Bundles/hla

Bundle: hla
Graph: <http://purl.org/science/graph/hla>

Derived from file hla.dat exported by the IMGT/HLA database.

The database, like so many others, is a set of records, each with its own accession id. Each record describes one HLA allele. For example, record HLA00007 gives information related to allele HLA-A*0202.

The HLA records are given pseudo-common-naming-system URIs, e.g. <http://purl.org/commons/record/hla/HLA00007>:

select distinct ?p ?o
where 
 {
   graph <http://purl.org/science/graph/hla> { <http://purl.org/commons/record/hla/HLA00007> ?p ?o. }
 }

However, for now the records themselves are not of much use.

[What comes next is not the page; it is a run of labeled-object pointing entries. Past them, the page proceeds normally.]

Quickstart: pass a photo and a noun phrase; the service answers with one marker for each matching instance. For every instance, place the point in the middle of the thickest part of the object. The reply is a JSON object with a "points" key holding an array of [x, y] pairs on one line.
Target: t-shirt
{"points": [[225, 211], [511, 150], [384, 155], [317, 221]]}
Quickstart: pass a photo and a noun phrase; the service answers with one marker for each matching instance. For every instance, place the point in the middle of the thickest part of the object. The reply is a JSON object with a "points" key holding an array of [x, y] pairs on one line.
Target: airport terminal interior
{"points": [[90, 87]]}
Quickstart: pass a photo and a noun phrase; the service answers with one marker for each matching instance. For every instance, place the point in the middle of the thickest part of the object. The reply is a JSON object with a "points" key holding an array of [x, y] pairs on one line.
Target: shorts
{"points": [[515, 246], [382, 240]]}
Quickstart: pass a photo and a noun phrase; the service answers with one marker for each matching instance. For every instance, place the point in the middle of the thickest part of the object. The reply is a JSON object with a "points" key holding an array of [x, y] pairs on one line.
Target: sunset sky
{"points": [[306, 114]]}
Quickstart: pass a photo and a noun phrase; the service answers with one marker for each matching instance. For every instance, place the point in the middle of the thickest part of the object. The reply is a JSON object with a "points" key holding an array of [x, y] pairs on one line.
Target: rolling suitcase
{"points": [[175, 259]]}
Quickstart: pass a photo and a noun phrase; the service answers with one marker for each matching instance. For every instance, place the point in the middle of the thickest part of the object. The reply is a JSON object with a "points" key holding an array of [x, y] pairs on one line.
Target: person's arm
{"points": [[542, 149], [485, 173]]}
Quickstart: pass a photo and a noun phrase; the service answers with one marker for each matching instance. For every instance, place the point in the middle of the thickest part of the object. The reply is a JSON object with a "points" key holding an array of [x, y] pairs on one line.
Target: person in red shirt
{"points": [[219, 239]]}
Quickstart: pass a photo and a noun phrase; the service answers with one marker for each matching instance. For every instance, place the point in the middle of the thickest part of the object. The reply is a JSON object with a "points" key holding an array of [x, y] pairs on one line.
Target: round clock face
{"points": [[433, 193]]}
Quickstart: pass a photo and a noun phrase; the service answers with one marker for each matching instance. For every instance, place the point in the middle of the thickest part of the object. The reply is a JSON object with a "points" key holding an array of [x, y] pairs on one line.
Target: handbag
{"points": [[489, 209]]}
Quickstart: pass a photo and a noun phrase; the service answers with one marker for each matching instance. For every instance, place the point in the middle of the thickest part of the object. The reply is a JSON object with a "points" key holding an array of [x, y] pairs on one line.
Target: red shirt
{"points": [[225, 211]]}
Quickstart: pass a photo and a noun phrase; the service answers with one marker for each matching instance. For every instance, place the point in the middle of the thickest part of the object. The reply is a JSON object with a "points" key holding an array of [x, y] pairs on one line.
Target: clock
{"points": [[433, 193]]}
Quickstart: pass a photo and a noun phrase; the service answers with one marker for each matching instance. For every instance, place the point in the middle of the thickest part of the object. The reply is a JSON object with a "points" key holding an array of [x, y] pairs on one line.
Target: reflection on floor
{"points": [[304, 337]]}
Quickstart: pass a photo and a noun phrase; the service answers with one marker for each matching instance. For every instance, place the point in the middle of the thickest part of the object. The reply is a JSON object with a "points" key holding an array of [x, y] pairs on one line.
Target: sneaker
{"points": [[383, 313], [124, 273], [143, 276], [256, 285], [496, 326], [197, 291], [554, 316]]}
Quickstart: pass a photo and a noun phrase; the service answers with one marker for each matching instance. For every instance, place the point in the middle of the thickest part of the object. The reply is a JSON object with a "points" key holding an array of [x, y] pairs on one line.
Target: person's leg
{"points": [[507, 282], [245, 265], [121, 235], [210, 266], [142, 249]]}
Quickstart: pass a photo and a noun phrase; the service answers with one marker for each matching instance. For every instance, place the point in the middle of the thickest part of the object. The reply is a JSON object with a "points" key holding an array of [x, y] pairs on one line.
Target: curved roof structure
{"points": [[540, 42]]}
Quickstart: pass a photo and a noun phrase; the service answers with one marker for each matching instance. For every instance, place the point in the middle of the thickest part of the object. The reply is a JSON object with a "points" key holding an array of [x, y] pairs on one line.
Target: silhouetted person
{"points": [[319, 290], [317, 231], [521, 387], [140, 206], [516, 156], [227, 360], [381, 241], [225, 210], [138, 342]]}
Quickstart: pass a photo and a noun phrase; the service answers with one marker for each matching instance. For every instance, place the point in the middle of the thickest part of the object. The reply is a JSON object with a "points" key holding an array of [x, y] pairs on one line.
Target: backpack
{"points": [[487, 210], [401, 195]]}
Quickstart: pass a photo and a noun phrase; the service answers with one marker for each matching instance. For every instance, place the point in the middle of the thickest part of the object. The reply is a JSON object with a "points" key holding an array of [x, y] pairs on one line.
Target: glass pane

The records link to alleles (via foaf:primaryTopic, just as for Medline records to journal articles), which are classes with URIs defined in the MaHCO bundle Bundles/mahco-hla. The important links in the hla bundle are from alleles to papers indexed by Medline:

select distinct ?s ?p
where 
 {
   graph <http://purl.org/science/graph/hla> { ?s ?p <http://purl.org/stemnet/HLA#A_0202>. }
 }

The articles are related to the alleles via both IAO "mentions" <http://purl.obofoundry.org/obo/IAO_0000142> (for uniformity with Bundles/medline/alleles) and IAO "is about" <http://purl.obofoundry.org/obo/IAO_0000136>, the second reflecting the much stronger relationship suggested by the allele being manually curated in IMgT/HLA as a being reference for the particular allele.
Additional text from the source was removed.